Is this considered best practice in determining linker dependencies for executables? Are there any other ways of inferring these dependencies? Assume that all object files already exist (i.e. have already been compiled using gcc -c) when proposing your solution.
If there are multiple executables (or even a single executable) that need different sets of dependencies, then the normal, classic way to handle that is to use a library — static .a
or shared .so
(or equivalent) — to hold the object files that can be used by more than one program, and to link the programs with that library. The linker automatically pulls the correct object files out of a static archive. The shared library process is a little different, but the net result is the same: the executable has the correct object files available to it at runtime.
For any program, there is at least one file unique to the program (normally, that's the file that contains the main()
program). There may be a few files for that program. Those files are probably known about and can be listed easily. The ones that you might need depending on configuration and compilation options are probably shared between programs and are easily handled via the library mechanism.

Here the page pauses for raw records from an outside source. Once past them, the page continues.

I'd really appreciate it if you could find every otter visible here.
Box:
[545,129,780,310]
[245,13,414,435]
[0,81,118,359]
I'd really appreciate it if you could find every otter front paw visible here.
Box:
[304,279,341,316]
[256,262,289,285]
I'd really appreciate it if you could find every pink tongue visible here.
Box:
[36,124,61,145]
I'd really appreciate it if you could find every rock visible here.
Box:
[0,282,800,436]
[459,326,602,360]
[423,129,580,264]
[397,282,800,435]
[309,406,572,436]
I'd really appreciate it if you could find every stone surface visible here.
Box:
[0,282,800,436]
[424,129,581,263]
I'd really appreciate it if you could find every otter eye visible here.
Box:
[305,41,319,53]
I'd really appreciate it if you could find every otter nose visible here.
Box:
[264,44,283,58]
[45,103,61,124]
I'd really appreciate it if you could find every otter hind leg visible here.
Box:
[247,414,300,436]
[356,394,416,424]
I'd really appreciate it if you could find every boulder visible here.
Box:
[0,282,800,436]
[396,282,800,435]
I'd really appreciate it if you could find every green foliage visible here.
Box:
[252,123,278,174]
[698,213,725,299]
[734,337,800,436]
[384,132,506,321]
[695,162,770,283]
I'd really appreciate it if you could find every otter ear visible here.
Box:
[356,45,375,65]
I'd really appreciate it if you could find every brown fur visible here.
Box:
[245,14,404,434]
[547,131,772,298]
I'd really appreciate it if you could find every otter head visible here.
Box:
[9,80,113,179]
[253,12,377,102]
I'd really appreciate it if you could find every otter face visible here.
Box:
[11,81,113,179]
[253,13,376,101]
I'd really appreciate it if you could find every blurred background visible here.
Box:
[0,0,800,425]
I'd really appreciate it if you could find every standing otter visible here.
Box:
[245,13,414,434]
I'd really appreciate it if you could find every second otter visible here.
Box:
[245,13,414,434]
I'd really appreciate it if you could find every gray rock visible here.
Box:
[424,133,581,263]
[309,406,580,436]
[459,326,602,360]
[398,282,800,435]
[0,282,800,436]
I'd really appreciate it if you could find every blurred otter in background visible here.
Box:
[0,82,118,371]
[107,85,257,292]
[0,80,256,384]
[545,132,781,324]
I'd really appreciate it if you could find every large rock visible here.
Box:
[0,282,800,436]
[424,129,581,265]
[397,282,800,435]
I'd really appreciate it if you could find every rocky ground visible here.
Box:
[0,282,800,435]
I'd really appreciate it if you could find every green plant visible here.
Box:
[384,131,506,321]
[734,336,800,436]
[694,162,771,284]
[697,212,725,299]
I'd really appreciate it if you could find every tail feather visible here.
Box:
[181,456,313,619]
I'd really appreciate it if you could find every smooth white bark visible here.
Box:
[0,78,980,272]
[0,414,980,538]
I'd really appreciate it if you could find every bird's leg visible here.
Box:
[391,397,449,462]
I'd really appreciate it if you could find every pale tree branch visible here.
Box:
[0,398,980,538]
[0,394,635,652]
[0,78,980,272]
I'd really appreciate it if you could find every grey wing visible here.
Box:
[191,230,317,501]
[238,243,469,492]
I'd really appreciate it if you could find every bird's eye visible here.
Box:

You have to decide whether you want to use static or shared libraries. Creating shared libraries well is harder than creating static libraries. On the other hand, you can update a shared library and immediately affect all the programs that use it, whereas a static library can be changed but only programs that are relinked with the new library benefit from the changes.
The following Python script can be used to collect and process the nm
output for all object files in the current directory:
#! /usr/bin/env python
import collections
import os
import re
import subprocess
addr_re = r"(?P<address>[0-9a-f]{1,16})?"
code_re = r"(?P<code>[a-z])"
symbol_re = r"(?P<symbol>[a-z0-9_.$]+)"
nm_line_re = re.compile(r"\s+".join([addr_re, code_re, symbol_re]) + "\s*$",
re.I)
requires = collections.defaultdict(set)
provides = collections.defaultdict(set)
def get_symbols(fname):
lines = subprocess.check_output(["nm", "-g", fname])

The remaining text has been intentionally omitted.